Peak plasma concentrations occur between 0.6 to 1.6 hours. When administered at doses of 10 , 20, 40 mg, plasma concentrations were respectively 9,1; 26,5; 45,8 g / L
Food and Cholestyramine decreased systemic bioavailability of pravastatin when co-administered .
The volume of distribution in the re -administration of pravastatin is approximately 0,46 L / kg.S plasma protein binds Approximately 50%. Mainly distributed in hepatocytes , in minor quantities are excreted in breast milk, and in minimal amounts cross the blood -brain barrier.
Metabolized primarily in the liver and the main metabolite is 3 ( -hydroxy isomeric compound. Pharmacological activity is very weak and is 1/2 to 1/ 10 of that of pravastatin . Maximum plasma concentrations of the metabolite was observed between 0.9 - 1.3 hours . half-life of pravastatin ranges from 1.3 to 2.6 hours, and of its main metabolite, is 0.8 to 1.3 hours.

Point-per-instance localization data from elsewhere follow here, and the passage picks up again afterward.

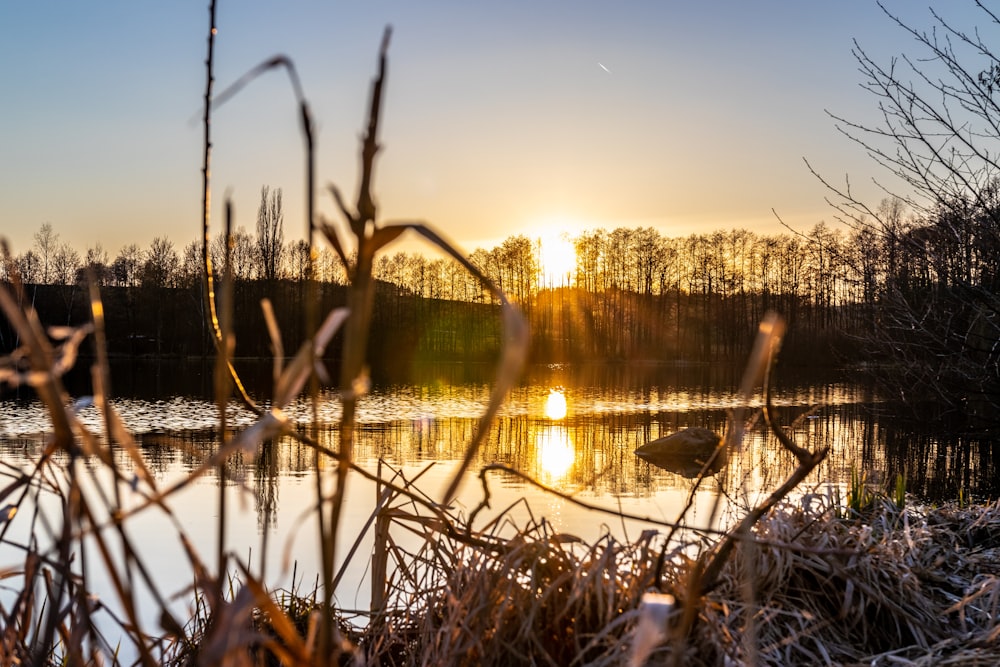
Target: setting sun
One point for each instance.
(557, 259)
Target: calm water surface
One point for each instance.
(572, 428)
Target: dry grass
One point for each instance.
(788, 584)
(806, 588)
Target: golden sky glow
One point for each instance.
(500, 118)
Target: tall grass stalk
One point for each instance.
(791, 582)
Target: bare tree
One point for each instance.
(159, 264)
(270, 233)
(46, 243)
(65, 265)
(98, 262)
(125, 268)
(29, 267)
(939, 139)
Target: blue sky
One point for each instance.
(500, 118)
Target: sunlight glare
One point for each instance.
(555, 404)
(555, 453)
(557, 258)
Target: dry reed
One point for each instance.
(791, 583)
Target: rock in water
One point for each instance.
(686, 452)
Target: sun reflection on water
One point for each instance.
(555, 452)
(555, 405)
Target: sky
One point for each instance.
(502, 118)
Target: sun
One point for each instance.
(557, 259)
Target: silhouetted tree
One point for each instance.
(159, 264)
(125, 268)
(46, 244)
(939, 326)
(270, 233)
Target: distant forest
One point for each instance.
(633, 295)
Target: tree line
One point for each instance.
(633, 294)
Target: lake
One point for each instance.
(572, 428)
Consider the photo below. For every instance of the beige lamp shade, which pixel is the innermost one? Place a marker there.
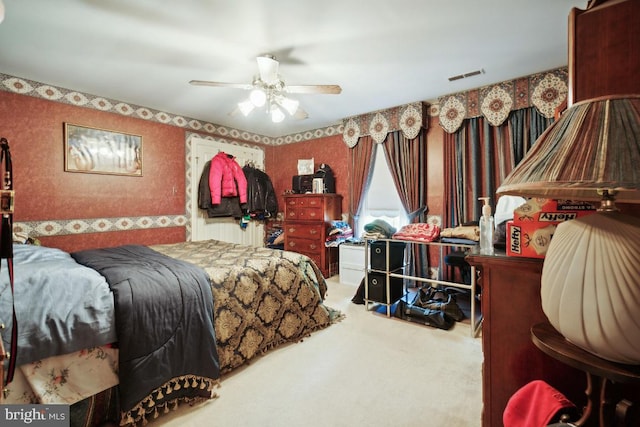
(591, 284)
(590, 289)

Excretion of pravastatin in two main roads - kidney and gall . Approximately 70 % of an oral dose is excreted in the bile and feces and 20% - in the urine within 96 chas.Tezi two routes of excretion of pravastatin create an opportunity for compensatory mechanisms alteranativna excretion in cases of hepatic or renal impairment.

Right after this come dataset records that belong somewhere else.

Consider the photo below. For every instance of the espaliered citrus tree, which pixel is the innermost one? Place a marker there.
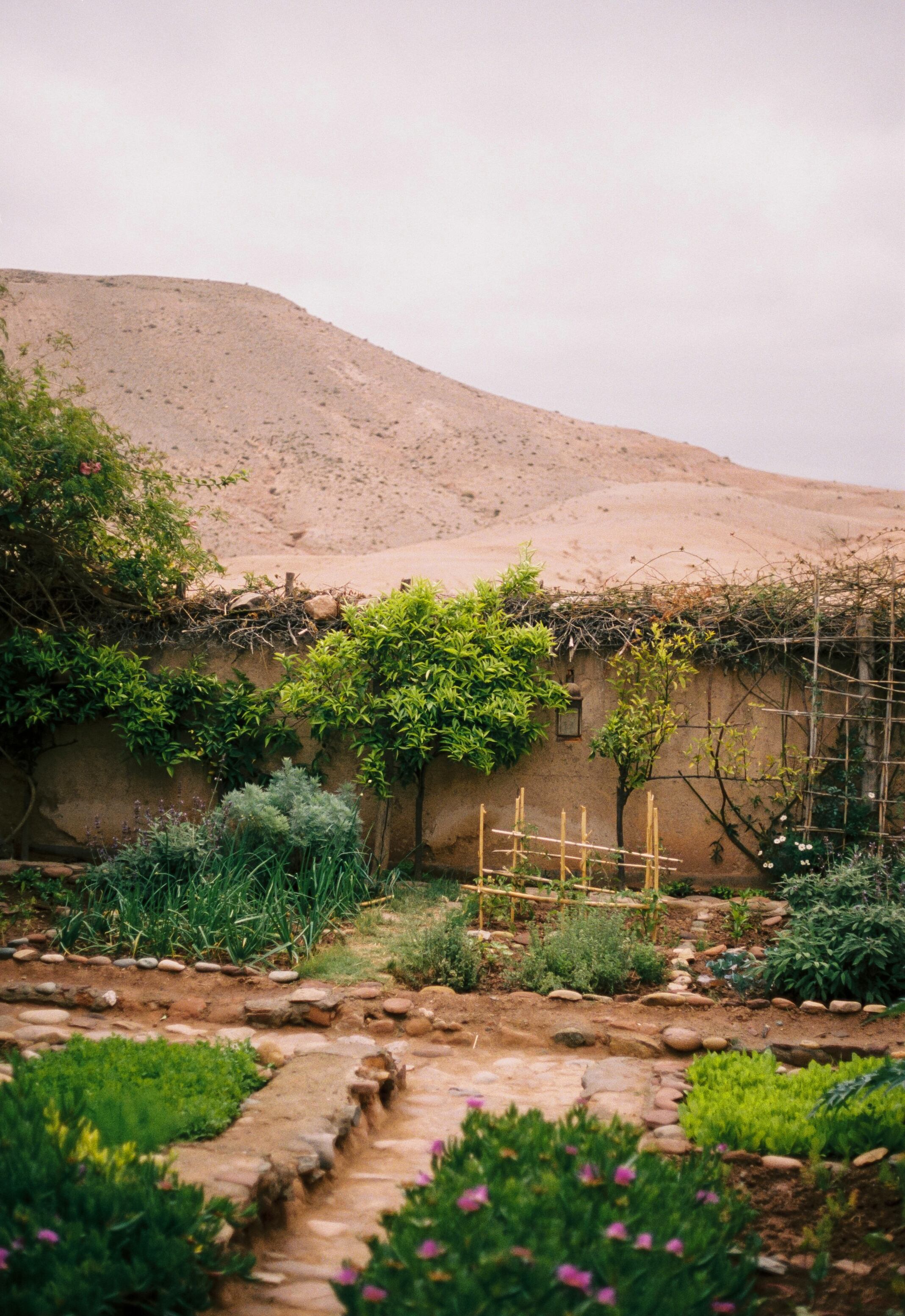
(416, 675)
(645, 675)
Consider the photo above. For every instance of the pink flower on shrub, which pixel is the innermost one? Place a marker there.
(473, 1199)
(574, 1278)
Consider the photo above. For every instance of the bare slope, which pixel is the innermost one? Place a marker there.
(365, 466)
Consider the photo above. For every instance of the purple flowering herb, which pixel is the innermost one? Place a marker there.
(574, 1278)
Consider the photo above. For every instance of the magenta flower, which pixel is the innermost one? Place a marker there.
(473, 1199)
(574, 1278)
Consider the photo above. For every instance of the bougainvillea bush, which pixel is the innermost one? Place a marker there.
(87, 1231)
(523, 1215)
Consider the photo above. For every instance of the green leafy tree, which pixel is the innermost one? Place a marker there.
(89, 520)
(645, 677)
(416, 675)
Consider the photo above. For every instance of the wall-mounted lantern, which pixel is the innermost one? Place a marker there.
(569, 722)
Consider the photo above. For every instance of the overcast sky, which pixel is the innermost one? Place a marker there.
(683, 216)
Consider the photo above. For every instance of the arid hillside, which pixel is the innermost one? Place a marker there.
(365, 468)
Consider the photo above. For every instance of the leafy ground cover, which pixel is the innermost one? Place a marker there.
(590, 952)
(523, 1215)
(846, 938)
(744, 1103)
(262, 876)
(94, 1231)
(149, 1094)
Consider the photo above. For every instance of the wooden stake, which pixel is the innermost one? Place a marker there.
(562, 848)
(481, 870)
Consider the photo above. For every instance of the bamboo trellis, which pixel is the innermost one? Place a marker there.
(573, 874)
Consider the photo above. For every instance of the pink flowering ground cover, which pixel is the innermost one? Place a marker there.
(559, 1219)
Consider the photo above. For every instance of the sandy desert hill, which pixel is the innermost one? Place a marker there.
(365, 468)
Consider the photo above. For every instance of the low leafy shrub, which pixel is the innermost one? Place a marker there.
(89, 1231)
(440, 955)
(854, 953)
(524, 1215)
(679, 889)
(261, 876)
(588, 952)
(145, 1093)
(742, 1102)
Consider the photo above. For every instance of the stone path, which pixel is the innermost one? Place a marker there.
(295, 1263)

In patients with renal and hepatic impairment no significant deviations in the main pharmacokinetic parameters : Cmax; AUC; t 1/2
5.3 . Preclinical safety data
Pravastatin refers to non-toxic substances. The median lethal dose / LD50 / test in mice upon oral administration of pravastatin exceed 1 g / kg teglo.Provedenite tests teratogenicity and embryotoxicity showed no abnormalities in the processes of fertilization and development of the offspring in the treatment of experimental animals with pravastatin at doses significantly above the therapeutic - 20 , 50, 200 and 1000 mg / kg body weight of the rat and 50 mg / kg weight of the rabbit.
In in vitro studies using standard microbiological tests have not found any mutagenic potential in pravastatin .
In tests on rats with long - 2 years of use of high doses of pravastatin 10, 30, 100 mg / kg body weight was detected in a high percentage of liver malignancies and lymphomas in the groups with the higher doses of the drug.
6 . PHARMACEUTICAL PARTICULARS
6.1. List of excipients and their amounts in mg / tablet
Pravastatin tab. 10 mg
Lactose monohydrate 60,0
Cellulose microcrystalline 100,0
Magnesium oxide 5,0
Magnesium stearate 2,0 Pravastatin tab. 20 mg
Lactose monohydrate 110,0
Cellulose microcrystalline 177,0
Magnesium oxide 6,0
Magnesium stearate 3,0
6.2 . Incompatibilities
He is known
6.3. Expiration date
2 / two / years
6.4 . Special precautions for storage
Keep dry and protected from direct sunlight locations at temperatures not exceeding 25 ° C.
6.5. Packaging Data
Tablets containing 10 mg or 20 mg Pravastatin each are packed in blisters PVDC / aluminum foil , 3 blisters in a cardboard box.